David Irons, from Ware in Hertfordshire, was banned from the road for two years and ordered to pay fines totalling £600 after being brought before the bench last week.
The court heard how the labourer, who works for a building firm in east London, was driving a Ford Escort van when police stopped him in July 2005. He failed to provide officers with his motor insurance documents and so was charged to appear in court. He didn't turn up, however, and an arrest warrant was issued.
When Irons was finally hauled in front of magistrates, it was revealed he had six previous convictions for driving without car insurance, had appeared in court for various other motoring offences and had been disqualified from the road on two occasions.
The bench at Hertford Magistrates' Court had the power to impose fines of £7,000, and it was revealed that Irons' penalty of £600 was significantly less then the £3,000 he would have had to pay if he had bought a valid motor insurance policy in the first place.

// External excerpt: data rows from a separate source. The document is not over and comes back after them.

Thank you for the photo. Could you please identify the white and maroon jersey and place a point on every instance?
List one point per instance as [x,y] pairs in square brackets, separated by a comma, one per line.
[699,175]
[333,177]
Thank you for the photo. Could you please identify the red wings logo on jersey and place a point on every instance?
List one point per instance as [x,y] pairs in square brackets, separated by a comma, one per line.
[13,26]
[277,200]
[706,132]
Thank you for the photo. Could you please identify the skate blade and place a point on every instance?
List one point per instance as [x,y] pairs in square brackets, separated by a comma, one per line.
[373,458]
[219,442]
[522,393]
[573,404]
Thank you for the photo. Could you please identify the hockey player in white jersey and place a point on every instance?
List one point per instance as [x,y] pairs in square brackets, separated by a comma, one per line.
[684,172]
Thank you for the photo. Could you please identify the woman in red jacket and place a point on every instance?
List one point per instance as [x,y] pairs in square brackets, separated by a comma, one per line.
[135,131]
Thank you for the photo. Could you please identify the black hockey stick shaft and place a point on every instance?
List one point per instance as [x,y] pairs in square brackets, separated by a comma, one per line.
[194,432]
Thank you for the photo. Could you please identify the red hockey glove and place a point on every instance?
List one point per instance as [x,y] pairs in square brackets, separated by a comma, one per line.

A spokesman for the RAC Foundation said, "To fine an uninsured driver less than they would have to pay to be insured is a total disincentive for them.
"We've called for fines to be a real deterrent, otherwise, as with this case, the driver will gamble that any fine will be less than the insurance."
Mike Page from Hoot Car Insurance Services, the young driver car insurance experts, agreed, commenting, "It really doesn't seem like much of a deterrent."